Kedua, dengan menempatkan Pancasila sebagai filosofi, maka HTI tidak menempatkan Pancasila sebagai dasar negara dan ideologi nasional. Sebagai dasar negara, Pancasila bersifat mutlak, sejak di dalam rumusan internalnya, maupun dalam fungsi permanen sebagai dasar negara yang mendasari segenap tata lembaga dan kebijakan politik di Indonesia.
Sementara itu sebagai ideologi nasional, Pancasila ditempatkan sebagai ideologi politik dalam kerangka nasionalisme Indonesia. Dalam kerangka ini, Pancasila akhirnya menjadi dasar bagi pemikiran politik rakyat Indonesia, dan mengarahkan cita-cita segenap masyarakat Indonesia.
HTI menolak pancasila sebagai dasar negara, karena sejak awal ia memang mendasarkan konsepsi politiknya pada Islam. Artinya, di dalam konsep politik khilafah, dasar negara khilafah tentulah bukan Pancasila, melainkan Islam. Oleh karenanya, dengan sifat relatif-dinamis dalam kerangka set of philosophy, Pancasila tidak mutlak sebagai dasar negara, sehingga ketika kondisi politik memungkinkan, ia bisa diganti. Hal sama terjadi pada posisi Pancasila sebagai ideologi nasional.
Karena dasar politik HTI adalah Islam, maka ideologi politiknya tentulah Islam, bukan Pancasila. Oleh karena itu, HTI kemudian menawarkan Islam sebagai ideologi alternatif untuk Indonesia. Namun HTI tidak mungkin menempatkan Pancasila setara dengan Islam. Mengapa?

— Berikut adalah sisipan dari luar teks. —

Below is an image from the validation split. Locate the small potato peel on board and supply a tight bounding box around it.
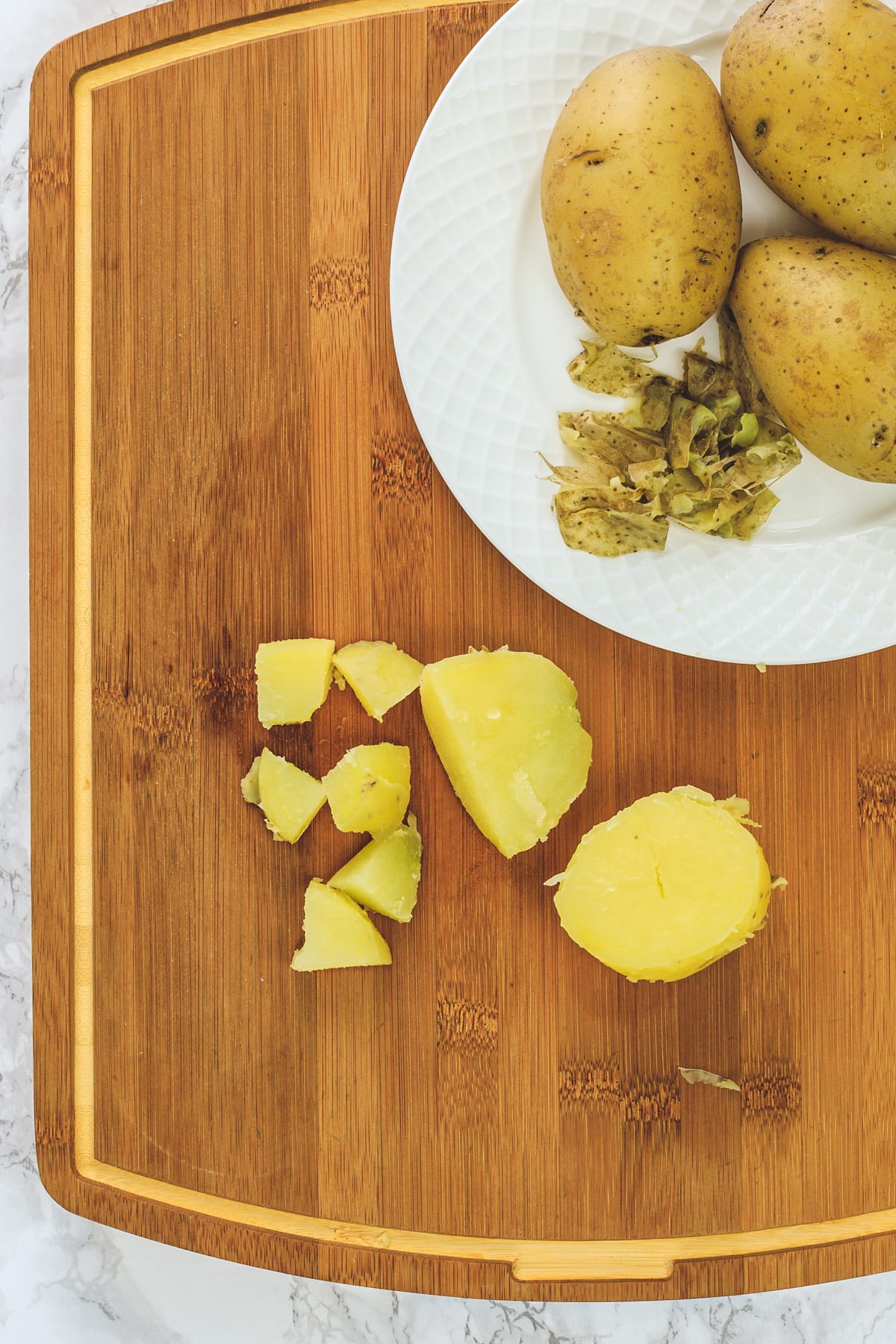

Baca Juga: Maksud “Musuh Terbesar Pancasila itu Agama”
Karena Pancasila hanyalah gagasan filosofis, sementara Islam adalah agama. Sebagai agama, Islam tentu di atas Pancasila, sehingga ketika Islam dipahami sebagai ideologi, ia mengatasi dan melampaui ideologi Pancasila.
Akibat dari pemikiran HTI tersebut yang ingin mendirikan khilafah dan mengganti ideolgi Indonesia dengan ideologi Islam pada tanggal 19 Juli 2018 HTI dibubarkan dengan alasan membahayakan keutuhan NKRI.

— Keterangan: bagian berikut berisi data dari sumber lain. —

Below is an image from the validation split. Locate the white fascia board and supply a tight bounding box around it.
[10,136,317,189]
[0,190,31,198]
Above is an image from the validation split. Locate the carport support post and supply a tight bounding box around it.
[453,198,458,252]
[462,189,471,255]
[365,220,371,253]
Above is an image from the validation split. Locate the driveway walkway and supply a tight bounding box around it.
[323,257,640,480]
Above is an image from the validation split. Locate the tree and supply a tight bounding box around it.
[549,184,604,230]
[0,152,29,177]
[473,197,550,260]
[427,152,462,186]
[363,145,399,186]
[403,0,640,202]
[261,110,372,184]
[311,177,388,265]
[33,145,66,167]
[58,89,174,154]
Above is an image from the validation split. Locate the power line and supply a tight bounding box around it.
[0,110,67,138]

HTI dibubarkan berdasarkan Perpu Nomor 2 Tahun 2017 tentang Organisasi Kemasyarakan (Perppu Ormas). Tetapi walaupun sudah di bubarkan HTI tetap menjalankan dakwah seperti biasanya. Mereka tetap melakukan kajian-kajian mengenai islam baik itu lewat masjid kemasjid, sosial media, maupun lewat seminar.